Friday 17 October 2003

this is how stream of consciousness works....

I just started reading Michael Moore's book Stupid White Men last night. Great book by the way. Only read the first chapter but shall we say, the way in which our dear Mr. George Bush won the elections were rather....interesting....to say the least. It's politics, true, but Michael Moore does it in a rather hilarious easy-to-read way it's great.

I'm actually now wanting to watch Bowling for Columbine.

Anyway, from there, I thought of another USA-bashing American friend I know...the one and only Kristin Dewey. I love that girl to bits (in a absolutely non-lesbian way of course, ahem.) Her "love" for her country absolutely astounds me, and is probably the main reason why we get along so well. Besides the fact that she practically thinks almost like me and shares my tastes, despite being raised halfway across the globe.

So, from Kristin, I begin to think about her recent "aquirement"....Chris. (And I sense that I will be receiving a threatening email from her soon for saying all this on my blogspot) I am curious about this boy. Who is this person who actually won my dear friend's heart? What is he like? It's annoying that one of my closest friend in the world has a boyfriend and I have no idea how this person who is so near to her heart is like. Maybe it's just a control thing. I want to know. So that I can hunt him down and torture him if he ever treats her wrong. (Chris, if you're reading this, consider yourself warned *smile*)

From Chris, I then move on to another Kris...Kristina...my mom. (have I ever mentioned that I know waaay too many Ch/Kris-es?) How she's always so supportive and understanding, even when her only daughter refuses to stay put in the country she was born in. I love my mom. And we're moving! By March 2004, our new home will be in the delightful, secluded ex-fishing village of Punggol.

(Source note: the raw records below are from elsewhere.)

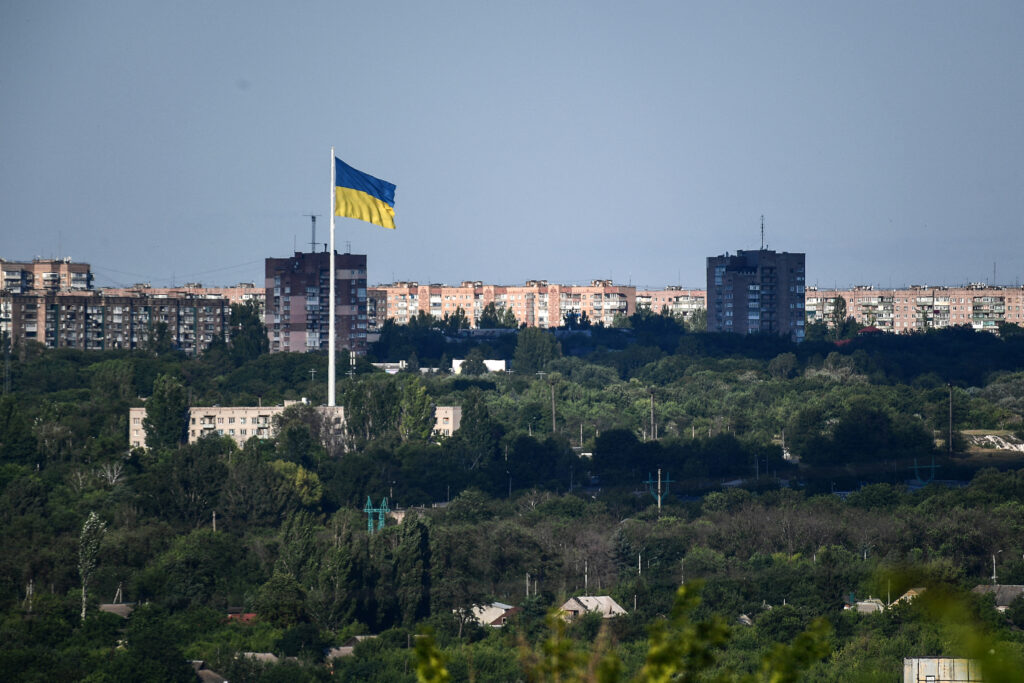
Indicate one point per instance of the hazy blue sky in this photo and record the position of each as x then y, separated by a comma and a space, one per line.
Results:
176, 141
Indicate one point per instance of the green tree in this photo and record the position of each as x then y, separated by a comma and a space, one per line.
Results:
280, 600
497, 317
534, 349
697, 321
88, 552
165, 414
416, 413
249, 338
453, 323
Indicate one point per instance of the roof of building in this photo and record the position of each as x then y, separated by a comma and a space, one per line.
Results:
489, 614
603, 604
1005, 594
122, 609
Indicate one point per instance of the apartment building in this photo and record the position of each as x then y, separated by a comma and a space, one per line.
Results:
44, 275
90, 321
297, 295
921, 307
243, 293
537, 303
674, 299
241, 423
757, 292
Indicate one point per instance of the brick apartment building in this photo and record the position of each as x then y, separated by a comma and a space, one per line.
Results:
243, 293
52, 303
757, 292
44, 275
297, 291
537, 303
674, 299
916, 308
240, 423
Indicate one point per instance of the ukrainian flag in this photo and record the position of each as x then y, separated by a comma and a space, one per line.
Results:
358, 195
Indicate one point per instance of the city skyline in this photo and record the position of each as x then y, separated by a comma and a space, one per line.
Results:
573, 142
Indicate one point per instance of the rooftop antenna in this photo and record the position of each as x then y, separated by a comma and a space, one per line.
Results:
312, 242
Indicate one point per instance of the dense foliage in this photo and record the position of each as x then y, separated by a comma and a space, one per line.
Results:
546, 484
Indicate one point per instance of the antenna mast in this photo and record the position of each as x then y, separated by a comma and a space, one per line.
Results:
312, 242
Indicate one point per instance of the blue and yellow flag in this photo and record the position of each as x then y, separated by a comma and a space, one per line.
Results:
358, 195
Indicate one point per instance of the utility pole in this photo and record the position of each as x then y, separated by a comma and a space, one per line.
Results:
950, 439
653, 435
552, 407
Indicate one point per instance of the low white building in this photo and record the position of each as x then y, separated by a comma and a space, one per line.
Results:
446, 420
492, 366
941, 670
239, 422
602, 604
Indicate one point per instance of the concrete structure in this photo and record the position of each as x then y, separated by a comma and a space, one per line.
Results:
1004, 594
242, 293
602, 604
674, 299
941, 670
448, 419
492, 366
537, 303
757, 292
241, 423
90, 321
496, 614
44, 274
297, 300
918, 308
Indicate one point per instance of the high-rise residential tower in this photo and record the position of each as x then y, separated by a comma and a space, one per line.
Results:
297, 302
757, 292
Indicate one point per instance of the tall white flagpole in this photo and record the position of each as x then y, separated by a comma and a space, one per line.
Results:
330, 343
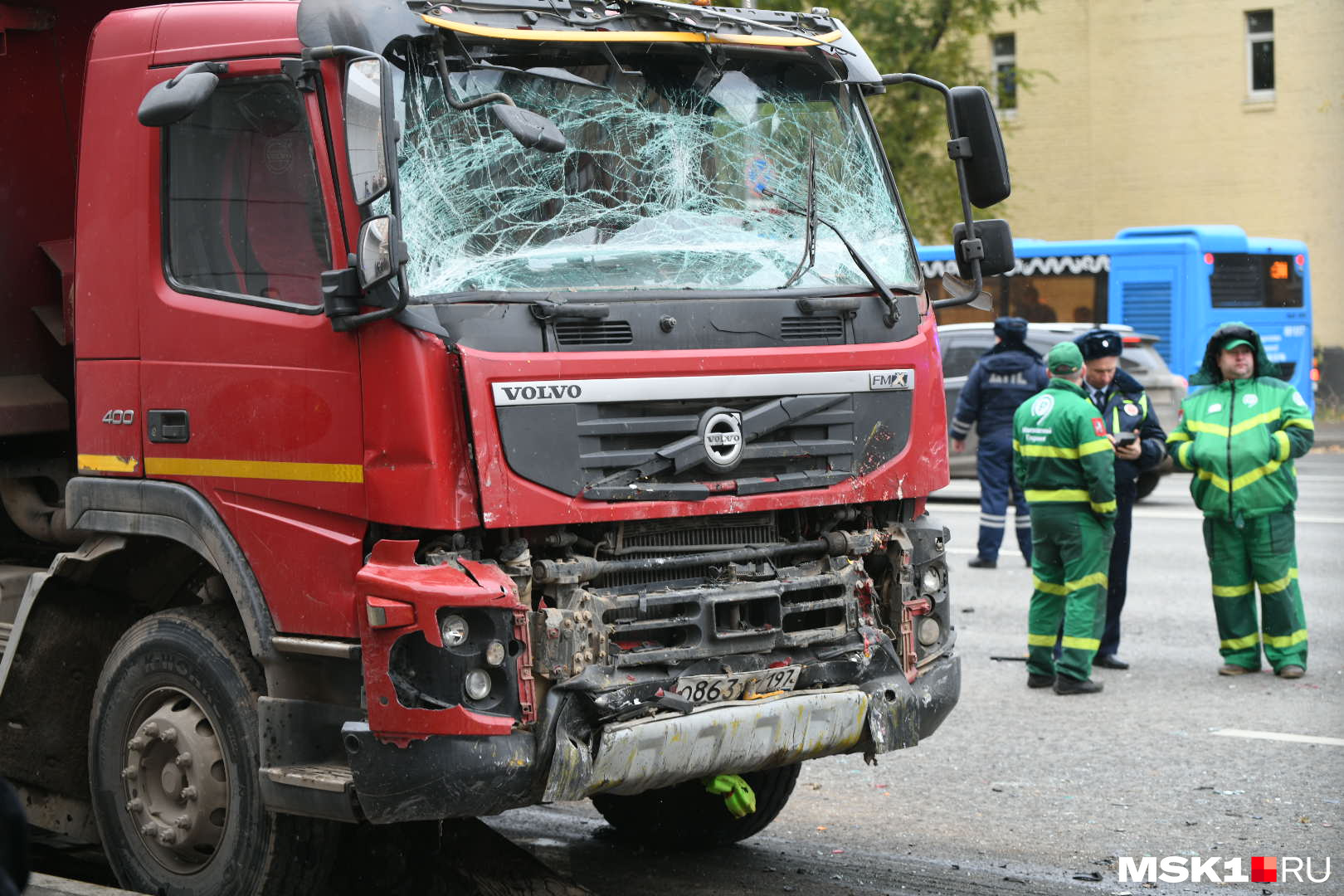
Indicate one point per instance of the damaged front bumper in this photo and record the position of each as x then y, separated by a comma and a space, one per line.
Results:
444, 777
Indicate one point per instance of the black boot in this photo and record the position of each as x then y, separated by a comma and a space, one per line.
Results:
1064, 685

I can't wait to move. Not because of where it is, which honestly, I'm not too excited about but I'm sure I'd get used to the idea of travelling forever to get to anywhere. I'm excited about designing the whole place, especially my room. It will reflect me as a person and have everything I love in there. I only developed my personality and started to know myself a few years ago and to have a room that will reflect that is extremely exciting to me. My old room was designed when I was 7. Think pink. Think childish. *shudder*

And then because of this whole identity business, I think back to this video Motherland that I saw yesterday evening. Interesting stuff. Searching for your ancestors through DNA testing and finding out where you came from. I spoke with one of the participants, Mark Anderson and gleaned from him his need for identity and sense of belonging...

Which led me to think about my own sense of belonging. Most Black-British people feel that they belong in Africa, which is fair enough since that's where their ancestors came from. My ancestors come from China...why don't I feel that I belong there? On the contrary...I feel more at home in the Western world. I am not white. I certainly don't look white. Half the time I don't think like a white, and yet...I feel like I belong more in a white society than in an Asian one. Why?

Besides, what encompasses belonging anyway? Acceptance? Personal comfort? An environment which reflects one's morals/ideals/principals/thoughts?

Am I just confused or am I just unsatisfied with what I've got?